Why RSS Still Beats Facebook and Twitter for Tracking News (gizmodo.com)
An anonymous reader shares a report: One of the main reasons RSS is so beloved of news gatherers is that it catches everything a site publishes -- not just the articles that have proved popular with other users, not just the articles from today, not just the articles that happened to be tweeted out while you were actually staring at Twitter. Everything. In our age of information overload that might seem like a bad idea, but RSS also cuts out everything you don't want to hear about. You're in full control of what's in your feed and what isn't, so you don't get friends and colleagues throwing links into your feeds that you've got no interest in reading. Perhaps most importantly, you don't need to be constantly online and constantly refreshing your feeds to make sure you don't miss anything. It's like putting a recording schedule in place for the shows you know you definitely want to catch rather than flicking through the channels hoping you land on something interesting. There's no rush with RSS -- you don't miss out on a day's worth of news, or TV recaps, or game reviews if you're offline for 24 hours. It's all waiting for you when you get back. And if you're on holiday and the unread article count starts to get scarily high, just hit the mark all as read button and you're back to a clean slate.

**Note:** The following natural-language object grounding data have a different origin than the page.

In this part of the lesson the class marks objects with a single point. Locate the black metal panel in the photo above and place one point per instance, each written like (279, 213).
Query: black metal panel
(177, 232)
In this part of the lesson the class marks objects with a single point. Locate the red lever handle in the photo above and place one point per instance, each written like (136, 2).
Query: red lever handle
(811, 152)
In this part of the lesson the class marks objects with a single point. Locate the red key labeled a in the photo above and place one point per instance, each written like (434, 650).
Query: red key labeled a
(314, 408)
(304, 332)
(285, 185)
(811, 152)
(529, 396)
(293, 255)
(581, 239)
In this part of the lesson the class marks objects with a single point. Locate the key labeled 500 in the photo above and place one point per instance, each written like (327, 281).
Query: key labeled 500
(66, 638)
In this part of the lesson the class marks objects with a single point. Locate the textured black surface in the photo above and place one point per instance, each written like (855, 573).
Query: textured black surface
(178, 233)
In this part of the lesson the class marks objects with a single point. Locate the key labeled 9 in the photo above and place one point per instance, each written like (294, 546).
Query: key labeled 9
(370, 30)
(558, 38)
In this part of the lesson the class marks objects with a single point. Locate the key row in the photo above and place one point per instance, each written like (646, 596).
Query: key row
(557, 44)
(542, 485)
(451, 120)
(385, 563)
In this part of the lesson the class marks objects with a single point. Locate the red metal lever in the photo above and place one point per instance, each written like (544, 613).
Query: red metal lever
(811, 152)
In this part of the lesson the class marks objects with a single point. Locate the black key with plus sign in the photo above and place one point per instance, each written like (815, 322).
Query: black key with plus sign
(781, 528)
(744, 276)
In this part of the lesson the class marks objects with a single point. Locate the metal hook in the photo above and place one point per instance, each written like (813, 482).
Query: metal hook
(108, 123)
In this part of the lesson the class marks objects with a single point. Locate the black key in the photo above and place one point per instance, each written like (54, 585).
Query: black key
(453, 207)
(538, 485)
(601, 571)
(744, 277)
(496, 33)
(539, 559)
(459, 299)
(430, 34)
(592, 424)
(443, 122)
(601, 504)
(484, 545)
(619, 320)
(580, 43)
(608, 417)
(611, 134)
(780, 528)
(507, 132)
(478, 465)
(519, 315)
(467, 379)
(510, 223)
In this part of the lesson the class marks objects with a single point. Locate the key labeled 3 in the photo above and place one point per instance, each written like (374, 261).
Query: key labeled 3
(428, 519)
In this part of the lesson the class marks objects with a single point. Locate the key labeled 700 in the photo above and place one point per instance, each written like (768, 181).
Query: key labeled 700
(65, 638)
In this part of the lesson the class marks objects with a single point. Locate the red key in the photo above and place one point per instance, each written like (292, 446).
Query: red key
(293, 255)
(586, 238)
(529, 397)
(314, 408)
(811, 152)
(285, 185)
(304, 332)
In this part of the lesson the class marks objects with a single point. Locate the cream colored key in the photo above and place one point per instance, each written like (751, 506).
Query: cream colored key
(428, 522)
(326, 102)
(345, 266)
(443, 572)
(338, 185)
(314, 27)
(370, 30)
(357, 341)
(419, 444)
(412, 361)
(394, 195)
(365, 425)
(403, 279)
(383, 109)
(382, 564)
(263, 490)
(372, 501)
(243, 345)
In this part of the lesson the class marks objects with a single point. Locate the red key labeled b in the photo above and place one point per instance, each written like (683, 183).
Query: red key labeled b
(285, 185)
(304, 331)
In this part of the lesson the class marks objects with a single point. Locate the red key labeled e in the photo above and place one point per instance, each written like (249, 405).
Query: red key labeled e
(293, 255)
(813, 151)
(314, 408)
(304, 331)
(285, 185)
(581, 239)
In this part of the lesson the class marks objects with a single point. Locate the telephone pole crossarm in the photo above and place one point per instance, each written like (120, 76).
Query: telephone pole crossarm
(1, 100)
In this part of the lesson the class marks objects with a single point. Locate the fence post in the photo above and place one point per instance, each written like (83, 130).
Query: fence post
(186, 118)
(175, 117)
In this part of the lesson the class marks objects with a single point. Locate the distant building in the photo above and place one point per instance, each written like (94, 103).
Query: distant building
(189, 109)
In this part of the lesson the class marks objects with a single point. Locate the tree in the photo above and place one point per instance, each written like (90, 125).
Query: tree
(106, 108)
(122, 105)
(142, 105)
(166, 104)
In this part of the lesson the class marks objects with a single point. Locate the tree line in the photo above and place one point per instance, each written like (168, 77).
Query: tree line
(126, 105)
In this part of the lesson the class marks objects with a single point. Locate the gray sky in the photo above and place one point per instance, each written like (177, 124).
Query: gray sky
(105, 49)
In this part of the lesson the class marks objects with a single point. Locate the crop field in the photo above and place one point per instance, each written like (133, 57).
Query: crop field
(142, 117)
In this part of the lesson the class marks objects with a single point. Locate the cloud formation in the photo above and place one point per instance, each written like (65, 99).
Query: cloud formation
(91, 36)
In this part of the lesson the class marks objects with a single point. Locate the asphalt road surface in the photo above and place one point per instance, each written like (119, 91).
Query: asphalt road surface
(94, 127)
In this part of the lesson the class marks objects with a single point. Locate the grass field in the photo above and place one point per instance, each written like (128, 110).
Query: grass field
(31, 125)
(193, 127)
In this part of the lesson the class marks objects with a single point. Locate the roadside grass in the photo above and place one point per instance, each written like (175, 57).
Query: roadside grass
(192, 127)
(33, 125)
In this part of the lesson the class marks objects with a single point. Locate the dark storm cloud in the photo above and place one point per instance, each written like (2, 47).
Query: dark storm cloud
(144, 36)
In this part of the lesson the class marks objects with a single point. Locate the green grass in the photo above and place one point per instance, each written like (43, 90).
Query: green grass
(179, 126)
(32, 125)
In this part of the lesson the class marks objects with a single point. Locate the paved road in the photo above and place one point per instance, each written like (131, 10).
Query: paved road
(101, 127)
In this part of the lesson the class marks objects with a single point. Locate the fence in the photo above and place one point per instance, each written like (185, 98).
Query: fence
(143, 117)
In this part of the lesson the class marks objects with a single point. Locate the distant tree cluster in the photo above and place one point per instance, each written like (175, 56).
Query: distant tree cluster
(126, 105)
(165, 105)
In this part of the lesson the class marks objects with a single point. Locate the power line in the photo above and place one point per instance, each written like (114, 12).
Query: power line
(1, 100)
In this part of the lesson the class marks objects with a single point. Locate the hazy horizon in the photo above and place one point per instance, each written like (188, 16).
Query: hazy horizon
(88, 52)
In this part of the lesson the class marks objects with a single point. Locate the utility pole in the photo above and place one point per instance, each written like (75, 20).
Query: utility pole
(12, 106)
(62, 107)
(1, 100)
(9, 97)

and thank you TheOldReader.com for allowing me to continue doing things this way. News, webcomics, blogs, podcasts, etc., etc. I've even contact web devs to see if they would add or fix newfeeds to make them easier to use and to skim through the summaries. I don't use Facebook, and I rarely look at Twitter. RSS/Atom is much better.
What's the practical benefit of "tracking news" supposed to be? News makes for poor entertainment. "Breaking" news tends to be inaccurate and the corrections usually don't rate headlines. It's also full of nonsense, like "someone said XYZ thing on twitter", or 50 different kinds of clickbait, or the latest dramatic semi-truthful story to troll the news consumers.
Conversations about the latest news are tedious. People just repeat the shit the newscasters and writers say, and most of them are repeating shit from other news. They all think very highly of themselves.
Unless you're tracking news for professional reasons, you're better off just reading it the next day on some web site. Or not reading it.